Design DecisionsΒΆ

Maintainability. We wanted to facilitate maintainability of the system through as many static and run time checks as possible so that most errors in the object graphs are registered prior to the deployment in the production. These checks include strong typing annotations at generation time and various runtime checks at deserialization (dangling references, range checks, minimum number of elements in arrays, pattern matching etc.).

Versatility. Since we need humans to operate on object graphs, we needed the data representation of the object graph to be readable and editable. Hence we strived to make the resulting JSONable structures succinct yet comprehensible.

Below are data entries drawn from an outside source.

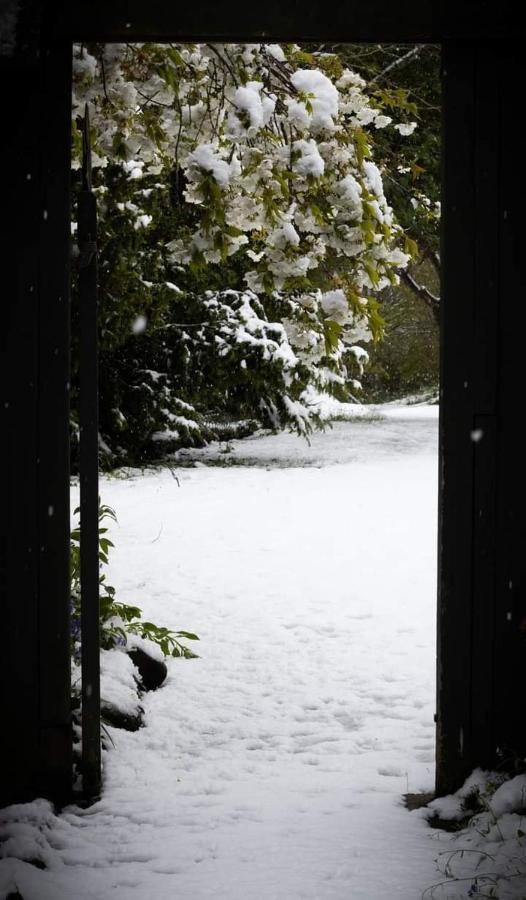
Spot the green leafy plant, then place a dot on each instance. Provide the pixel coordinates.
(117, 620)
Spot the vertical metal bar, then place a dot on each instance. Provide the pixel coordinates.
(89, 478)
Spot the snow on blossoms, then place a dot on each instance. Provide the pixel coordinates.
(273, 149)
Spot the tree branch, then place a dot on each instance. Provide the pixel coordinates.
(422, 291)
(402, 60)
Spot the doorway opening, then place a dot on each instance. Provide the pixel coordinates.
(238, 290)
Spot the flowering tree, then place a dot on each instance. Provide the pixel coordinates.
(247, 159)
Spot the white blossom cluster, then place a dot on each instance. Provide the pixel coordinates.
(273, 147)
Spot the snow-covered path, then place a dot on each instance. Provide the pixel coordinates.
(272, 768)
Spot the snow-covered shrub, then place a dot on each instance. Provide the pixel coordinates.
(231, 167)
(485, 856)
(118, 621)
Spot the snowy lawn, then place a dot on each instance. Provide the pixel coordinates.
(272, 767)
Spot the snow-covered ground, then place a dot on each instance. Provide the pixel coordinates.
(272, 767)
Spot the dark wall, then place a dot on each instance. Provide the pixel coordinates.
(34, 385)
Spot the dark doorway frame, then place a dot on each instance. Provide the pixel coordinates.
(481, 554)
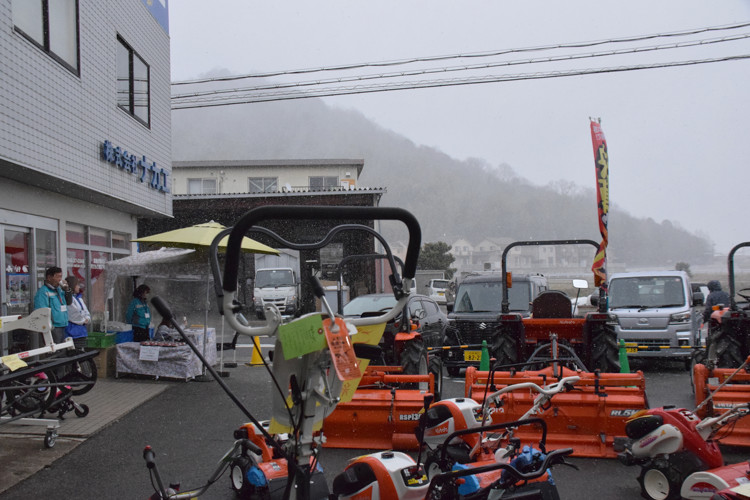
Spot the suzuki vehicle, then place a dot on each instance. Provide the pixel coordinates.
(679, 455)
(436, 290)
(655, 310)
(588, 343)
(474, 315)
(421, 315)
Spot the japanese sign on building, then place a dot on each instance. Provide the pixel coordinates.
(143, 170)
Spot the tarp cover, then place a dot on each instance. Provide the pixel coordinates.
(162, 263)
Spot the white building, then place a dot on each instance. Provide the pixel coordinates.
(85, 137)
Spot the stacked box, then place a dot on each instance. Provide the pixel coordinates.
(123, 336)
(106, 362)
(100, 340)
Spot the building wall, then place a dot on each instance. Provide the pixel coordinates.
(54, 122)
(61, 202)
(232, 177)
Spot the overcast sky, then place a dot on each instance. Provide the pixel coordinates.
(678, 138)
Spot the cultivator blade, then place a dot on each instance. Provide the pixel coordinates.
(736, 391)
(383, 412)
(589, 419)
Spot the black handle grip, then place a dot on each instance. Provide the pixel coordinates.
(149, 456)
(163, 308)
(367, 351)
(318, 289)
(280, 212)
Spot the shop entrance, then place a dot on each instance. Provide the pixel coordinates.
(17, 285)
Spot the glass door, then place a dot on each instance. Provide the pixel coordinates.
(17, 286)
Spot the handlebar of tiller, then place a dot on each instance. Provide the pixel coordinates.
(551, 458)
(277, 212)
(565, 384)
(495, 427)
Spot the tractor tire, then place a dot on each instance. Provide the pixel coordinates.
(505, 349)
(728, 348)
(660, 483)
(414, 362)
(605, 353)
(435, 366)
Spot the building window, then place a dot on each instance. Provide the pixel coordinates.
(201, 186)
(52, 26)
(88, 250)
(133, 83)
(323, 183)
(263, 184)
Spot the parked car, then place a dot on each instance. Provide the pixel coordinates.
(431, 324)
(421, 309)
(436, 290)
(656, 309)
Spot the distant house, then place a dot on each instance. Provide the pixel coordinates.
(224, 191)
(265, 176)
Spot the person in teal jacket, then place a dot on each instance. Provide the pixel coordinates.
(139, 314)
(56, 295)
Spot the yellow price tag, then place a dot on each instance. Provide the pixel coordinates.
(13, 362)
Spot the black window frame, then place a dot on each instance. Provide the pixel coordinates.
(45, 45)
(130, 109)
(270, 188)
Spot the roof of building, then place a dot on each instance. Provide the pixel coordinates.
(357, 163)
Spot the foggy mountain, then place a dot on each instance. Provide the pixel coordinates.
(452, 199)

We intentionally did not fixate Mapry to directly handle files to allow for a larger variety of supported formats and sources (JSON, YAML, BSON, MongoDB etc.). Mapry operates on an in-memory representation of the JSONable data (such as Python dictionaries or Go map[string]interface{}) which makes it much more versatile than if it handled data sources directly.

Code readability over speed. We wanted the generated code to be rather readable than fast. Though the seasoned developers might not care about the implementation details, we found that newcomers really like to peek under the hub. They get up to speed much faster when the generated code is readable.

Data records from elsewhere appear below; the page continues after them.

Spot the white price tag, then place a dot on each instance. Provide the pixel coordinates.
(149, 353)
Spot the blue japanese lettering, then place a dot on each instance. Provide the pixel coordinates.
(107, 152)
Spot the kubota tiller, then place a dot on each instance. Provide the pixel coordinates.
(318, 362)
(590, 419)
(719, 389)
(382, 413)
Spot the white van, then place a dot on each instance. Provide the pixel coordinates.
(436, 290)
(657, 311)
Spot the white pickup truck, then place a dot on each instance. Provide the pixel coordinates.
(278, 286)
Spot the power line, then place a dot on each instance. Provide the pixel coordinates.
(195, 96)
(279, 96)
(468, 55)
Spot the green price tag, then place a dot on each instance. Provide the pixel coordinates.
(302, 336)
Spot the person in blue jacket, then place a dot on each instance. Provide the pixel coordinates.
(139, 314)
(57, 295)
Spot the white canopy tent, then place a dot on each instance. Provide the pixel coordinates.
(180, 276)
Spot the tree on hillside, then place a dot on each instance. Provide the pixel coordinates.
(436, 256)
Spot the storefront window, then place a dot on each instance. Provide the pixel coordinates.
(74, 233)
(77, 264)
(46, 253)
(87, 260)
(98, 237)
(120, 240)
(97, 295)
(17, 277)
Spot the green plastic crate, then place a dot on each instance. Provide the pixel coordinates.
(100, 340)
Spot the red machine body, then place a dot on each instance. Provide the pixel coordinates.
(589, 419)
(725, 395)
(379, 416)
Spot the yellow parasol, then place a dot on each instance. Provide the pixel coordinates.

In particular, when the generated code permeates most of your system components, the readability becomes a paramount when you fix bottlenecks or debug.

Avoid dependency hell. We explicitly decided to make the generated code as stand-alone as possible. This includes generating redundant data structures such as parsing errors which could be theoretically used across different generated modules.

While this redundancy seems wasteful (duplication) or impractical (specific errors need to be checked instead of general ones), stand-alone code allows us to dispense of a common Mapry library which greatly alleviates the dependency hell in larger systems.

Take Protocol buffers as a contrasting example. The code generated by protocol buffers depends on a common protobuf library. Imagine you depend on two different libraries, each using a different version of protocol buffers. Since your system now has conflicting dependencies, there is usually no easy way to use both libraries in the system. If you are not the owner, you need to contact the maintainers of one of the libraries and ask them for an upgrade.